“Until 2018, I’d never run any distance in my life. Running just wasn’t for me. But in 2017 I watched a good friend run the London Marathon in memory of his father and I thought, ‘If he can do it, surely I can too.’ I applied to the ballot, forgot about it, and a few months later got an email congratulating me on getting a place. That’s when it hit me – I was doing this!
I wasn’t an athlete by a long stretch. I was five stone heavier then and the prospect of running a marathon was daunting. But I told myself, ‘If I’m going to do it, I’ll do it properly.’ I’d originally signed up to run for a cancer charity, but the more I thought about it, the more I wanted to run for a cause that was pertinent to me.

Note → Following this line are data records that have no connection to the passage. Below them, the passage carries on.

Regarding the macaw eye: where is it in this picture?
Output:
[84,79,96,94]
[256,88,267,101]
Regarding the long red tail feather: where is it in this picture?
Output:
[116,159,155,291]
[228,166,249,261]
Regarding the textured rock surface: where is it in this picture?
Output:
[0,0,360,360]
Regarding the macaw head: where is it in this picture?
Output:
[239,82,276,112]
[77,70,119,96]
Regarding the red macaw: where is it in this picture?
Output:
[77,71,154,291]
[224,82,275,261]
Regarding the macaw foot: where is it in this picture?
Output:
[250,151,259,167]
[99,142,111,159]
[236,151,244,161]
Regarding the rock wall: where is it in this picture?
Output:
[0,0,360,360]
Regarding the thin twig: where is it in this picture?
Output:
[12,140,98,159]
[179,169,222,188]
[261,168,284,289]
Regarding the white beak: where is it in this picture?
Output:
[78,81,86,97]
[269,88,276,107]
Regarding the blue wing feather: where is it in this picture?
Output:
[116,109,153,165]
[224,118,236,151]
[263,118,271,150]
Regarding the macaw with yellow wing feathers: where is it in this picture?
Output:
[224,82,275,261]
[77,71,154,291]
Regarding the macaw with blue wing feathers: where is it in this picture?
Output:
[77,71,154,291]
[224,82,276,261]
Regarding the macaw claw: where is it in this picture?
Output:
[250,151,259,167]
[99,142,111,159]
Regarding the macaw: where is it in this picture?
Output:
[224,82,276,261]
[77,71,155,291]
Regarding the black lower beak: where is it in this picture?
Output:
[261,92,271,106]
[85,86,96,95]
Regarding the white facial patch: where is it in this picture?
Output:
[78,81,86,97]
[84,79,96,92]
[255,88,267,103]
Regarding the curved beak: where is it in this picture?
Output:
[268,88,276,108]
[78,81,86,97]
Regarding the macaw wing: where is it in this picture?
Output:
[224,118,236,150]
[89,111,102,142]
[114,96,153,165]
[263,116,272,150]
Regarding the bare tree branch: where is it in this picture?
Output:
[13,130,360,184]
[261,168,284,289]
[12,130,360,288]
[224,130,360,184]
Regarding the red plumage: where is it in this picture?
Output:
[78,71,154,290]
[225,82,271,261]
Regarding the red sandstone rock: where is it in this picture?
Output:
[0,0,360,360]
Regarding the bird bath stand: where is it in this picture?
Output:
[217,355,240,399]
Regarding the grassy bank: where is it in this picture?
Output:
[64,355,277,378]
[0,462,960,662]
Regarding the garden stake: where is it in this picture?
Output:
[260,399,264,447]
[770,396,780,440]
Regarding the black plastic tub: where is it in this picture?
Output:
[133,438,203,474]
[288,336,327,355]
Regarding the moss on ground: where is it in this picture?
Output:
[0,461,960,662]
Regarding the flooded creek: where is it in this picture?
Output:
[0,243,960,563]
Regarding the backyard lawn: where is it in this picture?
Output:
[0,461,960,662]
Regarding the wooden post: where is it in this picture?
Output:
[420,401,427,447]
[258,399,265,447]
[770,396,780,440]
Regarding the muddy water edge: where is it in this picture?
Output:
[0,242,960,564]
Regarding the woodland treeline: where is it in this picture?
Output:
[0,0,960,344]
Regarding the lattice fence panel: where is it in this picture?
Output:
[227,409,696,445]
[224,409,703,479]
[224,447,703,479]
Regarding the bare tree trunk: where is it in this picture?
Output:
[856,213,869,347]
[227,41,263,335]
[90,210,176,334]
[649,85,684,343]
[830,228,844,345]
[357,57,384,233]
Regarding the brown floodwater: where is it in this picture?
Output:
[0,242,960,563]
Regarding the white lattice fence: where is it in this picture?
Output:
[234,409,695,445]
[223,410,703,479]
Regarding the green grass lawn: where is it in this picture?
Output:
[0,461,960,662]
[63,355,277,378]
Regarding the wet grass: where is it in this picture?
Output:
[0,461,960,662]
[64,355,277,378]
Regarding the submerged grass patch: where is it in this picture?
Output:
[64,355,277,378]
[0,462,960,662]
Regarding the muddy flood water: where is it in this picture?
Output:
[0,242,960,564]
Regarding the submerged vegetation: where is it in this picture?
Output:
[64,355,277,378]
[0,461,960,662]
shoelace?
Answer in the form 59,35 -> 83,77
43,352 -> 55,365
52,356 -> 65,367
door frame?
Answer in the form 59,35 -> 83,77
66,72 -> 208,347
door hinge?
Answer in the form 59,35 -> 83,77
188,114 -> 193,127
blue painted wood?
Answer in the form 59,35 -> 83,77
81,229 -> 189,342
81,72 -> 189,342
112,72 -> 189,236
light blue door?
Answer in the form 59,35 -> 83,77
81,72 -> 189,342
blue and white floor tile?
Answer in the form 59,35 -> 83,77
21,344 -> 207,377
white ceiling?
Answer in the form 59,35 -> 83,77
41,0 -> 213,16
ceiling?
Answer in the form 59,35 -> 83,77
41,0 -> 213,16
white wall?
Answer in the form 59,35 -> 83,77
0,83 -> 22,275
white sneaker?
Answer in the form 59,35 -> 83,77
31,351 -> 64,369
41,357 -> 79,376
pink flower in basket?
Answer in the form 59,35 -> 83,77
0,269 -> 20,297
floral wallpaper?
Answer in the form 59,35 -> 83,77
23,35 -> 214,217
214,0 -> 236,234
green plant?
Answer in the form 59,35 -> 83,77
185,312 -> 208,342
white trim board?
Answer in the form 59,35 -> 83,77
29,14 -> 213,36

Perinatal mental illness has affected me and my family all our lives. I started researching organisations working in this area, and when I found Bluebell, I knew it was the charity I wanted to run for.
The fact that the Bluebell team have their own experiences of perinatal mental illness really stood out for me. I thought, ‘They’ve been there. They’ve come through it. Who better to stand alongside?’ I set up a fundraising page with a modest target of £250, but my total very quickly went some way beyond that. I think everyone knew how much it meant to me.
Mum’s perinatal mental illness meant that she was taken out of my life when I was two years old. She moved into a care home, and we would visit her once a week. Growing up, there was a massive cloud over my head, but I didn’t really understand what it was or why it was there. There was a lot of love in our family but there was also a lot of emotion, a lot of frustration, a lot of helplessness.
When I was 16, everything started to spiral out of control. I now know that I had chronic social anxiety and depression. I was leading a really destructive life, working incredibly hard all week and drinking from Friday evening to Sunday morning.
Running the marathon in 2018 was a real turning point in my life. It gave me something good to focus on. I had to get up on Saturday mornings and run 25km, which you don’t want to do with a hangover. Not only that, the ‘Beast from the East’ meant I was running in sub-zero temperatures.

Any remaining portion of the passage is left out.